Joël Wagner, Professeur en Sciences Actuarielles à HEC Lausanne et ses collègues chercheur·euse·s, ont effectué une revue de la littérature de plus de 200 articles scientifiques et études de praticien·ne·s pour évaluer le niveau de connaissances actuel des risques liés à la maison intelligente.

La technologie des maisons intelligentes devrait avoir un impact positif sur les risques couramment couverts par les ménages. Une étude réalisée par un important assureur a prédit une réduction de 50 % du nombre total de sinistres dus à l’eau, au feu et au vol, par exemple.  Et avec les facteurs ESG en ligne de mire, les maisons intelligentes sont également un moyen de réduire le gaspillage et la consommation d’énergie.

Mais il y a le revers de la médaille. « Lorsque les appareils intelligents sont mis en réseau avec le monde extérieur, le risque de cybersécurité augmente« , explique Joël Wagner. « Cela peut provenir de vulnérabilités et de menaces au niveau du matériel, des logiciels et des données des appareils de la maison intelligente. Ou tout simplement être dû à l’utilisation de mots de passe et de paramètres par défaut pas assez sécurisés. »

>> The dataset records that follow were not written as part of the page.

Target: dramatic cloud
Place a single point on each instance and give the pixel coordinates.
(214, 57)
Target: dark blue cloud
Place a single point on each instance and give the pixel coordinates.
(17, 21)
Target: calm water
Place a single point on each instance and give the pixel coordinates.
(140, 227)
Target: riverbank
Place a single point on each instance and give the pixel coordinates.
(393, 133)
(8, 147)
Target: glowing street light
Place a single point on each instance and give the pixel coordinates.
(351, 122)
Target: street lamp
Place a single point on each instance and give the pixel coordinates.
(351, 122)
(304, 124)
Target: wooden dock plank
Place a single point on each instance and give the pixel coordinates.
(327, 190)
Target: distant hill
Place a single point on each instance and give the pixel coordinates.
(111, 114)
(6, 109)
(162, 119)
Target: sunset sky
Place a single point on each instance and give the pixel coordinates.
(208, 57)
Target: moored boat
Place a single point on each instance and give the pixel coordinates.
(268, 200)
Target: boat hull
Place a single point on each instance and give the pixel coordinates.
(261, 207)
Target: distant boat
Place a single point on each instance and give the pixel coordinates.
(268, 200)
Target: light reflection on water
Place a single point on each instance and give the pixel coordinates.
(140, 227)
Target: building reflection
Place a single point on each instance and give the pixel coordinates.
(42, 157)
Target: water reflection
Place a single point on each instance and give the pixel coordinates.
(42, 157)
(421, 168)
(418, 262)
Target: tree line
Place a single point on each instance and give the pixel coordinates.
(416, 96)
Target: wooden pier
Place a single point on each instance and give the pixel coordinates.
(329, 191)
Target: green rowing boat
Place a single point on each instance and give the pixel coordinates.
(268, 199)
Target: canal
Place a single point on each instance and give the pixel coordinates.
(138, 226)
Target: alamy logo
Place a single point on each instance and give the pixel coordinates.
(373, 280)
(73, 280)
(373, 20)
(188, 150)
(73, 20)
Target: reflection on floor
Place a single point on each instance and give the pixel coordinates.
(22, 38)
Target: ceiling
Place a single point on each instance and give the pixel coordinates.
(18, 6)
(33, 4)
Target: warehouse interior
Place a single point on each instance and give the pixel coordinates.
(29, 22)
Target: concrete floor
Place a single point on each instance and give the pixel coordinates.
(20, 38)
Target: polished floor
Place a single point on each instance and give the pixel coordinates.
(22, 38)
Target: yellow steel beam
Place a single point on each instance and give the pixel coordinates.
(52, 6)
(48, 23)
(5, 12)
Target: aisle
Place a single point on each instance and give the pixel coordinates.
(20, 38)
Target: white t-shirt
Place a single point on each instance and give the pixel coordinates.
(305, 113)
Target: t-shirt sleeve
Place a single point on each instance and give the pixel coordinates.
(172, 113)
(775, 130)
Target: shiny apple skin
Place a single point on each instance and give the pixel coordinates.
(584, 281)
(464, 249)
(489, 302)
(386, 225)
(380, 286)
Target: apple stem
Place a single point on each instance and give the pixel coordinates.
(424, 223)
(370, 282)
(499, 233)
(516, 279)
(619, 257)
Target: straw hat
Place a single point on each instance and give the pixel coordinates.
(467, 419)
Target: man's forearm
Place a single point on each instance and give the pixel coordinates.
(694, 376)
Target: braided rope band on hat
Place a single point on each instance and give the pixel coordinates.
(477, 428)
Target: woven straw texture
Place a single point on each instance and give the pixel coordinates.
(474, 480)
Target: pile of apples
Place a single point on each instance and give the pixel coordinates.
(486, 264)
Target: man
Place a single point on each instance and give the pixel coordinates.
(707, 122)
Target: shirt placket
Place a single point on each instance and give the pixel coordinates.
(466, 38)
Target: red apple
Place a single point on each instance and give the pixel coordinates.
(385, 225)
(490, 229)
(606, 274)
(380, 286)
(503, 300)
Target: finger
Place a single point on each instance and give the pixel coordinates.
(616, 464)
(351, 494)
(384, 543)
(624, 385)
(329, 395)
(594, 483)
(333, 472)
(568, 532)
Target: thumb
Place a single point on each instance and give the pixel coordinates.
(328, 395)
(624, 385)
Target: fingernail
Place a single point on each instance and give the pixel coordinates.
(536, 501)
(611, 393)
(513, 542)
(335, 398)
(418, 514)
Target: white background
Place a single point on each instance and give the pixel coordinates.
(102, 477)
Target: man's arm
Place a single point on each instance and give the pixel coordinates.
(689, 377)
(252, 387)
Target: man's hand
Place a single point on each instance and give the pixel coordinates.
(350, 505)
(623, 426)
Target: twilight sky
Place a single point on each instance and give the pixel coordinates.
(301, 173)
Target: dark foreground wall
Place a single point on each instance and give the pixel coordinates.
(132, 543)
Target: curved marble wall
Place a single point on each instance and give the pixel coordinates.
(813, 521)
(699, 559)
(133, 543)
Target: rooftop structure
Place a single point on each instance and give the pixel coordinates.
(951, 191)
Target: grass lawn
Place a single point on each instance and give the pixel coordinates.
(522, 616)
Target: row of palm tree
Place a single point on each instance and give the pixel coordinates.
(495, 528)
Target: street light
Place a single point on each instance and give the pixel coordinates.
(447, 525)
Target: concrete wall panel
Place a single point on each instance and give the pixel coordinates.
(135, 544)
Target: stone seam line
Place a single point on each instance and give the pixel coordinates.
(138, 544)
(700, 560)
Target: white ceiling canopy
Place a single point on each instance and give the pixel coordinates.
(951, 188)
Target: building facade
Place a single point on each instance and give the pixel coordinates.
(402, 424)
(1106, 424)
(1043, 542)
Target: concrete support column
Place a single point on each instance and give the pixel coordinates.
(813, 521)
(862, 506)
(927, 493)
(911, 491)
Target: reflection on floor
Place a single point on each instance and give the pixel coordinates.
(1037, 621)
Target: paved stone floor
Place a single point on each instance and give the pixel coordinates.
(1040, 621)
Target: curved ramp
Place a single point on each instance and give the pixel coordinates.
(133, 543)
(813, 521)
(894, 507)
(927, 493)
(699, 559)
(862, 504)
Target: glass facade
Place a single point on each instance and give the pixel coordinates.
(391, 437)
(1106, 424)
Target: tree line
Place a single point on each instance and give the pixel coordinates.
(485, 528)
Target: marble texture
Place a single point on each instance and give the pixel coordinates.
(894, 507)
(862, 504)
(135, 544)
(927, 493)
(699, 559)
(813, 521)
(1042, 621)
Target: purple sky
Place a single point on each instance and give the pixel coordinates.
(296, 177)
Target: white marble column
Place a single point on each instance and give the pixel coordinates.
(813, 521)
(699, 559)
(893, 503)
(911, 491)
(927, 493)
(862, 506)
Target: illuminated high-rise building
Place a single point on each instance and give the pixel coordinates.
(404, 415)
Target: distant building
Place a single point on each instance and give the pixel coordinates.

Il y a aussi des problèmes importants liés aux données. « Ces appareils, qui surveillent nos mouvements, nos décisions et nos interactions à la maison, dévoilent un aperçu détaillé de nos vies », explique Joël Wagner. « À bien des égards, ces données privées sur le mode de vie sont tout aussi sensibles que nos données de santé. L’agrégation des données de la maison intelligente soulève d’énormes considérations sociales et de gouvernance autour de la confidentialité des données et de l’éthique numérique. »

Conclusion

Le Prof. Wagner et ses co-auteur·e·s  identifient dans leur recherche un certain nombre de risques et également des mesures pour aider à les atténuer, comme la conception de systèmes de maison intelligente permettant aux utilisateurs d’évaluer plus facilement leur propre exposition aux risques, ou la formulation de conseils sur le traitement de la cybersécurité et des informations sensibles en matière de vie privée.